Let’s walk through an example to get a better idea of what this looks like. Suppose we want to write an application that reads news feeds, analyzes articles, and attaches a category (sports, finance, etc.) to each article. We decide to write a Worker program to do this:

The Worker periodically polls a news feed as input, analyzes and categorizes each article, then writes the article category to a table. Our Worker also supports some configuration options, such as which news feed to read, which analyzers to use, and which categorization algorithm to use. We identify ten news feeds we want to process and want to create one Worker for each feed. Depending on the input feed, we want to adjust the analyzers and categorizer settings to achieve the most accurate results. Prior to CDAP 3.0, we would have had to deploy an Application for each feed. With Application Templates, we can deploy the code once, and then supply ten different configurations to create ten Adapters. An Adapter is an instantiation of an Application Template created through configuration.

Application Templates are also extensible through plugins. A plugin is an extension of a template that implements an interface expected by the template. Suppose our Application Template defines a pluggable “categorizer” interface. We then implement “svm”, “naive bayes”, and “decision tree” categorizers.
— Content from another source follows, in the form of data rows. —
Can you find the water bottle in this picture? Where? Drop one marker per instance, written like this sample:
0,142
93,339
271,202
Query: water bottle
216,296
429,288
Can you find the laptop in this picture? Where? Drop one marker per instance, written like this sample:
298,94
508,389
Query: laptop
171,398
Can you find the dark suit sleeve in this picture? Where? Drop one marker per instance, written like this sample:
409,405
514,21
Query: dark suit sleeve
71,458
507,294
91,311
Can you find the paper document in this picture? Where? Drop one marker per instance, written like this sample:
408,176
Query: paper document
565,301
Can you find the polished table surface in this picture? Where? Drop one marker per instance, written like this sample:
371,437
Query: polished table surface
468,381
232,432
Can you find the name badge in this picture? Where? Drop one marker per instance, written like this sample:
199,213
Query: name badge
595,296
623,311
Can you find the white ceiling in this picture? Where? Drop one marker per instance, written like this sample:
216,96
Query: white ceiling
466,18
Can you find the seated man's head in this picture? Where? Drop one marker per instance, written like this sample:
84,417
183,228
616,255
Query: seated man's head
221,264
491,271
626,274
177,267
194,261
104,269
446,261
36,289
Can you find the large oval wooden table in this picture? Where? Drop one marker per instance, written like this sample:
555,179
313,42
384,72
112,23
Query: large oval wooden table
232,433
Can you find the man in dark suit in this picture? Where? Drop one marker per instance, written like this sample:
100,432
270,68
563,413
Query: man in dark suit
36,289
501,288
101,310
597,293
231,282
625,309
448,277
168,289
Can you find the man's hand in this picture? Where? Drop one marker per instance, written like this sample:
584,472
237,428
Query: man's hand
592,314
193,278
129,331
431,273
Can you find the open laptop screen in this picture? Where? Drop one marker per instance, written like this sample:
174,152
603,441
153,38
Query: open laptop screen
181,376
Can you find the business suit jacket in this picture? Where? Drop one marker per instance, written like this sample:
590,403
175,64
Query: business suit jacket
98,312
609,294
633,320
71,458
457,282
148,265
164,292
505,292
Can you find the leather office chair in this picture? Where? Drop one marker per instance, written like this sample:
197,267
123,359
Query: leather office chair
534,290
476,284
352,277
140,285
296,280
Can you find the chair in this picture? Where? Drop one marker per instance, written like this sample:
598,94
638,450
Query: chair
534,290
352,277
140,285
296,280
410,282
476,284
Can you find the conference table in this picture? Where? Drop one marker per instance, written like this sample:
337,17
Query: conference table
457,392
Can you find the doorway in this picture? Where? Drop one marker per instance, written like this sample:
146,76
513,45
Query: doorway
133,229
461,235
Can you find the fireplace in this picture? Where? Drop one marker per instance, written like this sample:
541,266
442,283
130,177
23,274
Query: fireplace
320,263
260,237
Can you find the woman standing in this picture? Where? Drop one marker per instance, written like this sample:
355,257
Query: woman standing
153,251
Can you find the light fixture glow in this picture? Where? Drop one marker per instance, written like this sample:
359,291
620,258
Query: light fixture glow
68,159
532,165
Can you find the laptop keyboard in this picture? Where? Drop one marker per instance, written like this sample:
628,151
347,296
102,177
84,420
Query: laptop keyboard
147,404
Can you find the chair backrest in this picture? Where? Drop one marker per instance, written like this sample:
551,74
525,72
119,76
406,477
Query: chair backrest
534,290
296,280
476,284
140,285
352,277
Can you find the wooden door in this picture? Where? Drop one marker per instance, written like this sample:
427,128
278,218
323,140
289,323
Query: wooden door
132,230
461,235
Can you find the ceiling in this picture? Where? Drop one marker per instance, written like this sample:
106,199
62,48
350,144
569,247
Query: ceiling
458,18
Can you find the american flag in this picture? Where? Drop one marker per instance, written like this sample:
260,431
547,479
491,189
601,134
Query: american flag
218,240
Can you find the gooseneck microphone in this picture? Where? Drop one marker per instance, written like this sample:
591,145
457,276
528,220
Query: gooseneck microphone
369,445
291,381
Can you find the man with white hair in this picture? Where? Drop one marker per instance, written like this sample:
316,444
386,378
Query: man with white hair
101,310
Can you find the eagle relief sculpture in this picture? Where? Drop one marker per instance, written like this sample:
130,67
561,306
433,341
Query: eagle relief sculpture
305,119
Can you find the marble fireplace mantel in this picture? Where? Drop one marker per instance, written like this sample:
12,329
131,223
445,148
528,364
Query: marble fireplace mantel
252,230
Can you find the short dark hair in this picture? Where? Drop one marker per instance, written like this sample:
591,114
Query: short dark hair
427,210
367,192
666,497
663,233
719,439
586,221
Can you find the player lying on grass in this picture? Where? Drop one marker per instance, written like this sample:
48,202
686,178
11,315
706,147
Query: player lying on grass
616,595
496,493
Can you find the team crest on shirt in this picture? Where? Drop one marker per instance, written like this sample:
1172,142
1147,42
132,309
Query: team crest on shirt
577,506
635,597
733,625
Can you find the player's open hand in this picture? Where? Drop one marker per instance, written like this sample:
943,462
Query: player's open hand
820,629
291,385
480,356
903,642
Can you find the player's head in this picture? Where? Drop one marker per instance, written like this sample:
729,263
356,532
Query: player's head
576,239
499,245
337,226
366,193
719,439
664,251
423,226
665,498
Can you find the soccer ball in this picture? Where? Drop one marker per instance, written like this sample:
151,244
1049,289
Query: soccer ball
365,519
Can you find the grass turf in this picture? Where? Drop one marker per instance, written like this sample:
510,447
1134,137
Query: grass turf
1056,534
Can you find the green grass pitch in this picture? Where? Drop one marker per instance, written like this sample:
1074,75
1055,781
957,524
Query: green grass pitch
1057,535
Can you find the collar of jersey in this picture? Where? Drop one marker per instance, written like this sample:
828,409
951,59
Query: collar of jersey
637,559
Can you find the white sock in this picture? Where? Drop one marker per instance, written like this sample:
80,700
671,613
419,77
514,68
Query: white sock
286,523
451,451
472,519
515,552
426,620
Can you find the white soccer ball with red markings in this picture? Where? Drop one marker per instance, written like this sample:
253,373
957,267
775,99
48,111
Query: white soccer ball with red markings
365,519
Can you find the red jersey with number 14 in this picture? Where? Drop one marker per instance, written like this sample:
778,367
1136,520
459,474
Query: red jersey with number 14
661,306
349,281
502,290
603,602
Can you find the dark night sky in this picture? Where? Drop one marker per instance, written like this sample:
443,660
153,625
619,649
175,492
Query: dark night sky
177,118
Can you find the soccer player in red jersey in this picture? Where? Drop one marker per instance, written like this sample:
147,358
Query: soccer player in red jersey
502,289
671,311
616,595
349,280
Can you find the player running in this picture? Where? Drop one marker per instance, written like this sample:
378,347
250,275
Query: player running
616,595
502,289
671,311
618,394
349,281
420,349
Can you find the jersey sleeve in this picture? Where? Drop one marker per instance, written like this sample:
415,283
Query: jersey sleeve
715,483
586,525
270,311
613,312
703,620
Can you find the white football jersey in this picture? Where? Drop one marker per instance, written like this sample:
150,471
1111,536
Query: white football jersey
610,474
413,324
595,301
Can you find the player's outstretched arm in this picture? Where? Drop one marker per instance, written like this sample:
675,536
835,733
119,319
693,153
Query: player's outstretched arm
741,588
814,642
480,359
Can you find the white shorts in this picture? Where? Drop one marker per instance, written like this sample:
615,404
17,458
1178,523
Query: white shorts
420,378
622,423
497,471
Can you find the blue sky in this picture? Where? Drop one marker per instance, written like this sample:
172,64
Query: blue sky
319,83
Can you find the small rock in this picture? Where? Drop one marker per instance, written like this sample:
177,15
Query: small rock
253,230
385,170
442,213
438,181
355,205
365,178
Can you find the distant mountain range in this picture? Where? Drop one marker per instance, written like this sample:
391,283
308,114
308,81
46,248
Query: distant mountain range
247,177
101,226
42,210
The implementation used by an Adapter can then be determined according to its configuration.

Plugin code is deployed separately from the Application Template instead of bundled with it. This means you can update your plugins and add new plugins without updating your Application Template. If we implement a fourth categorizer, we can deploy the plugin as its own entity without touching the template code. In this way, the plugin framework allows easy extension of Application Templates. It lets you divide your code into modular, functional pieces that can be developed, managed, and deployed separately.

Included in the CDAP 3.0 release are ETL (Extract, Transform, Load) Application Templates that let you easily ingest data into CDAP without writing any code. We will describe them in more detail in a follow up blog post. Application Templates are still a new feature with a lot more room to grow. Try them out and let us know what you think!